For everyone, for people over 50 or for no one? In the Bundestag, there is a whole range of opinions on mandatory vaccination against coronavirus. During the first debate, supporters and opponents of mandatory vaccination argued fiercely.

Everything must be done so that we are not overwhelmed by another wave

The Bundestag has begun deliberations on extending mandatory vaccination against coronavirus. In the first debate, SPD parliamentary group health policy spokeswoman Heike Baehrens spoke in favor of mandatory vaccination from the age of 18 and called on the Union parliamentary group in particular to join the proposal. “We need to create fundamental rules so that we are not overwhelmed by another wave of diseases,” Baehrens told the plenary.

According to her, 237 MPs from four parliamentary groups support the idea. The high vaccination rate must be achieved by autumn. The more people are protected by vaccination, the sooner it will be possible to return to social life without restrictions. A general vaccination obligation is “the real way to prevent a pandemic,” Baehrens said.

If Germany already had a vaccination rate of 90% of the population, the number of diseases would not be so high, the SPD politician explained. Germany now has the highest incidence of the disease in Europe. Addressing the EU, Baehrens appealed: “Do not wait any longer, choose the path of reason together with us!”

Union wants mandatory vaccinations but only in case of “exacerbation of the pandemic situation”

The proposal, made by a faction of the Union, now has the second largest group of support.

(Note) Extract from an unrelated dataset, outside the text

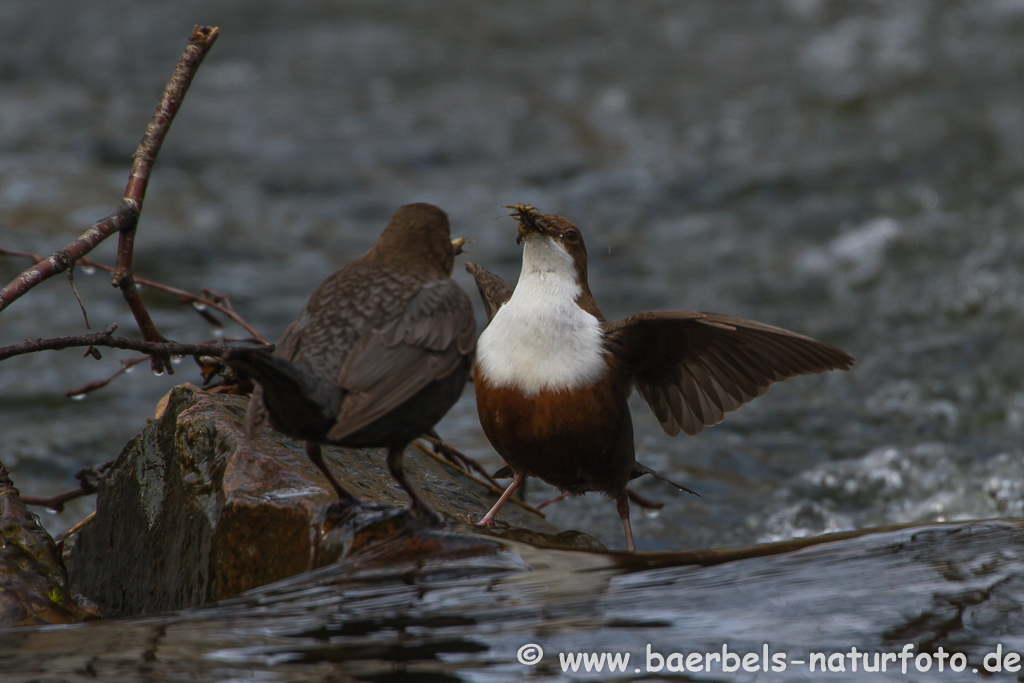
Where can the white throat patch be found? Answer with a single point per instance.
(541, 339)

It provides that there should be a rationale for mandatory vaccination, but that the decision to introduce it should only be made if the pandemic situation escalates. Baehrensa said that is the time. Indeed, on Thursday, the Robert Koch Institute (RKI) reported nearly 300,000 new cases.

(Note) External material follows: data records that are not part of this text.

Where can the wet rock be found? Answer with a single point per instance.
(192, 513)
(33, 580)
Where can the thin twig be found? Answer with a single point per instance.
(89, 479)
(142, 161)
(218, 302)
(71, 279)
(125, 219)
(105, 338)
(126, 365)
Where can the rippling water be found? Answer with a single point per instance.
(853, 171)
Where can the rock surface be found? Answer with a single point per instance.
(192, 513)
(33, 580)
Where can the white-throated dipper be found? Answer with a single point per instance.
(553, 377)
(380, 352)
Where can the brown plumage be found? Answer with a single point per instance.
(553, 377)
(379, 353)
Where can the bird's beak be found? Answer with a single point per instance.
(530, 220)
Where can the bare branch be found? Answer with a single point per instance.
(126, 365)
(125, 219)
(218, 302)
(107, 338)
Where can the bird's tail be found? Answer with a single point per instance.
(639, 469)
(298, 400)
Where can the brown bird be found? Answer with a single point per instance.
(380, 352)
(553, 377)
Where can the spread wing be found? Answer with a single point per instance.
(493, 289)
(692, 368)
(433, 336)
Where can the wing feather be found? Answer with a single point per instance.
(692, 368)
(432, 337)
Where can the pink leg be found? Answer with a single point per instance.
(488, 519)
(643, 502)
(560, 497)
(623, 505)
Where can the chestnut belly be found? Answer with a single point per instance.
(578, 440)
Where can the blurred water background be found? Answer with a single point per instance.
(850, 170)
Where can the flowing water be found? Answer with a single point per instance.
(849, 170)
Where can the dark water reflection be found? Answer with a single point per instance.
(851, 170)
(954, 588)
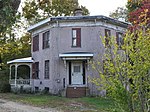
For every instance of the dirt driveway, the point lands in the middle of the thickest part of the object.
(9, 106)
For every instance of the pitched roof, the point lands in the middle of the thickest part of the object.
(21, 60)
(79, 18)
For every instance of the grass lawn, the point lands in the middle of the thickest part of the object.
(86, 104)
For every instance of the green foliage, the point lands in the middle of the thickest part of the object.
(4, 87)
(126, 71)
(35, 11)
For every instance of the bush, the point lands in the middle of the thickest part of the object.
(4, 87)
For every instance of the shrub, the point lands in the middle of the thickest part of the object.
(4, 87)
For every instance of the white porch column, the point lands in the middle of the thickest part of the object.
(16, 67)
(30, 65)
(10, 73)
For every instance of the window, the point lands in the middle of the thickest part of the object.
(119, 39)
(107, 37)
(35, 43)
(46, 76)
(76, 37)
(46, 89)
(35, 70)
(77, 69)
(46, 40)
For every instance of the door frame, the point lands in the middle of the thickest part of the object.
(70, 73)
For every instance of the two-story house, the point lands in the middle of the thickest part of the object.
(62, 49)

CDU MP Sepp Müller did not respond to Baehrens’ request, but campaigned for his own proposal. At the moment, compulsory vaccination is “dead”, it does not exist, Müller said. There is no majority for it in parliament. CDU politician Tino Sorge said there was no guarantee that compulsory vaccination would help us now because a new variant of coronavirus is likely to emerge and we do not yet know the vaccines that will be effective against it.

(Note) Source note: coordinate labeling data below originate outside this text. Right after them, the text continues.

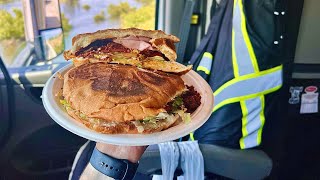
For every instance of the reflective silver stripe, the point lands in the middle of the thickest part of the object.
(251, 140)
(243, 59)
(249, 86)
(253, 119)
(205, 63)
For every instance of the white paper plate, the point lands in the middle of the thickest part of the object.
(58, 114)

Following proposals from the FDP and AfD

In addition to these two initiatives, there is a proposal from a group led by FDP MP Andrew Ullmann for mandatory counselling and then possibly mandatory vaccination from the age of 50. His party colleague, Manuel Höferlin, opposed any mandatory vaccination and thus supported the initiative of FDP party vice-chairman Wolfgang Kubicki. Vaccinations protect against serious illness or death. However, it does not entail an obligation. He pointed out that Austria has now suspended the vaccination obligation introduced there previously. Anyone who prefers to wear a mask instead of being vaccinated has the right to decide so.

The AfD has also submitted a proposal. The party’s leader, Alice Weidel, called on supporters of mandatory vaccinations to withdraw their proposals. “You are riding a dead horse, you have to get off it,” – she said during the debate. The case for mandatory vaccinations was weak from the start and has since collapsed like a house of cards. “There is no legitimate and constitutionally permissible justification for introducing compulsory vaccination against Covid-19. It violates fundamental rights.

After an initial consultation in parliament, an expert deliberation is to take place next Monday. The Bundestag is expected to make a decision in early April, exceptionally without taking into account the specifications of parliamentary groups.